Możliwa eskalacja wojny z Rosją powodem radości Ukraińców?
Portal „Ukraińska prawda” zamieścił felieton Michaiła Dubiniańskiego, którego myślą przewodnią jest częściowa analogia między sytuacją geopolityczną Ukrainy dziś i Czechosłowacji w latach 1938-39.
Z tekstu wynika, że Rosja, prowadząca swoją wojenkę „na małym ogniu” jest bardziej niebezpieczna od Rosji dokonującej otwartej agresji kilkunastoma dywizjami od Rostowa po Czernichów. Tak jak w opowieści o żabie wrzuconej do wrzątku.
Taka agresja musiałaby ponadto – zdaniem autora – spowodować zdecydowaną odpowiedź cywilizowanego świata. Skończyłyby się formaty mińskie, normandzkie i wszelkie inne. Koniec byłby pokątnie robionym interesikom.
Niestety, wydaje się, że analogia wysnuta przez Dubiniańskiego jest zwyczajnie niemądra i to przynajmniej z kilku kategorii powodów: poznawczej, moralnej i historycznej.
Po pierwsze, uważam za nieuprawnione formułowanie tezy o właściwej części (to chyba tylko bezpiecznik retoryczny) społeczeństwa ukraińskiego nadziei, by konflikt przerodził się w otwartą wojnę. Otóż nad Dnieprem nie żywią nadziei, że ktokolwiek na Zachodzie NA PEWNO przyjdzie bronić Czernichów przed Hitlerem-Putinem.
Francuzi, z którymi Polaków łączył dużo silniejszy – wydawałoby się – sojusz, niż obecnie Amerykę i Ukrainę, w 1939 za Gdańsk umierać nie chcieli.
Po drugie, nie wydaje mi się, jakoby zauważalne było pragnienie agresji FR na kraje bałtyckie – rzecz jasna nie ze względu na niechęć do Łotyszy czy Estończyków, tak daleko autor nie idzie – ale po to, by można było po wszystkim rzucić Zachodowi w twarz: a nie mówiliśmy?
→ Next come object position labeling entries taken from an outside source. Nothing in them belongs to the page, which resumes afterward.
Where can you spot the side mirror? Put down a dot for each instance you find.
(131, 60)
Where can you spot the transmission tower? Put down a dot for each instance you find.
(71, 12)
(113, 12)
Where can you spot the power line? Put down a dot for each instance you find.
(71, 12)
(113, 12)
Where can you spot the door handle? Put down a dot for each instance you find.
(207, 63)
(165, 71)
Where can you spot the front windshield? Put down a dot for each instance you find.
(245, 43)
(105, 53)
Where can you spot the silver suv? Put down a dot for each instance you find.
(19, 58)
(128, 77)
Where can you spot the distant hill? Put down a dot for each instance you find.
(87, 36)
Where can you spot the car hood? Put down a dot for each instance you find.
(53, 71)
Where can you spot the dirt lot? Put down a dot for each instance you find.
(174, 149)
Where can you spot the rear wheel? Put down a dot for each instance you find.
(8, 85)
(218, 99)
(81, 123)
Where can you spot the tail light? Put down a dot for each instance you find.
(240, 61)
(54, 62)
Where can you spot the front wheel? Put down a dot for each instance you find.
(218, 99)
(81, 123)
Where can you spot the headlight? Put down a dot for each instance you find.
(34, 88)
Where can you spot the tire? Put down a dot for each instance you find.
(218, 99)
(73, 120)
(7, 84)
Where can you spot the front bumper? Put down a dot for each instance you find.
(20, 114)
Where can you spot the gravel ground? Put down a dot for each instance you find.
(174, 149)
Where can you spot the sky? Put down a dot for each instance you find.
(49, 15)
Posądzać całe grupy społeczeństwa miłującego wolność o chęć zbicia geopolitycznego kapitału na trupie państw bałtyckich? Nie godzi się.
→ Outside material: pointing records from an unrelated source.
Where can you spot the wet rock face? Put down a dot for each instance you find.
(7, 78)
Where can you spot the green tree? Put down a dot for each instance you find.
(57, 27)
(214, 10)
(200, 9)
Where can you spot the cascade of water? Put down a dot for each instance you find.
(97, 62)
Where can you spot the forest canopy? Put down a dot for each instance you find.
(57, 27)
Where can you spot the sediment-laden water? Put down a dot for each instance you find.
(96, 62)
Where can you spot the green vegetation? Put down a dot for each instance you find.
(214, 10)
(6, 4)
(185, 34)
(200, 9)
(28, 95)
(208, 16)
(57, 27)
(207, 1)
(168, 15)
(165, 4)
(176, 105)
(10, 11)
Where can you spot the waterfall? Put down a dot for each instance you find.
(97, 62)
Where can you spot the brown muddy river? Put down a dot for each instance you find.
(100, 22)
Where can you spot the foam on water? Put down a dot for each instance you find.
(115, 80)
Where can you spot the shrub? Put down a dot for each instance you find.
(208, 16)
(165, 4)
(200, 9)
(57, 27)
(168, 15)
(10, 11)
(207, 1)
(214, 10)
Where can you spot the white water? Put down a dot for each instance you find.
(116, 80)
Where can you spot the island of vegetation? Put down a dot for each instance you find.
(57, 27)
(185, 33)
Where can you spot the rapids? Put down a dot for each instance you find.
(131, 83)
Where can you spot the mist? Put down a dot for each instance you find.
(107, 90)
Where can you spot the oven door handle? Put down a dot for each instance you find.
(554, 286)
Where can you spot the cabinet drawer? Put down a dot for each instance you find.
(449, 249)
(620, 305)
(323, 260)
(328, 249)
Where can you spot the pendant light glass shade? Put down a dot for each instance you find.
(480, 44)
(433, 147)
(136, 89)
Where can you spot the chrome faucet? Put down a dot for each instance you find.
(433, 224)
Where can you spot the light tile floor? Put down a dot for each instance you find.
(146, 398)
I wreszcie: nie sądzę, że politycznie (historycznie) zorientowani Ukraińcy nie zdają sobie sprawy, że po ewentualnej full-scale agresji rosyjskiej Ukraina nie musi wcale skończyć jak powojenna Czechosłowacja. Bo przecież może skończyć jako powojenna Polska, czyli – pomijając wszystko inne – uszczuplona o jakąś 1/3 terytorium i pod moskiewską kuratelą.
Dominik Szczęsny-Kostanecki
5 komentarzy
Jan
18 lipca 2016 o 06:16Już jest uszczuplona o „jakies”terytorium a i zapewne nie koniec tego.
„Cywilizowany Swiat”? A co to takiego?Czy ta „cywilizacja” polega na zaproszeniu milionow obco kulturowych i mentalnie przybyszy z Afryki na europejski socjal? A może na przymykaniu oczu na to co wyprawia Erdogan? A może cierpliwym czekaniu na nawrócenie Poroszenki i jego oligarchów na sciezke zycia bez korupcji,zlodziejstwa oraz zrozumienia ze budowa własnej historii na trupach sasiadow może tylko doprowadzić do jeszcze większej nienawiści.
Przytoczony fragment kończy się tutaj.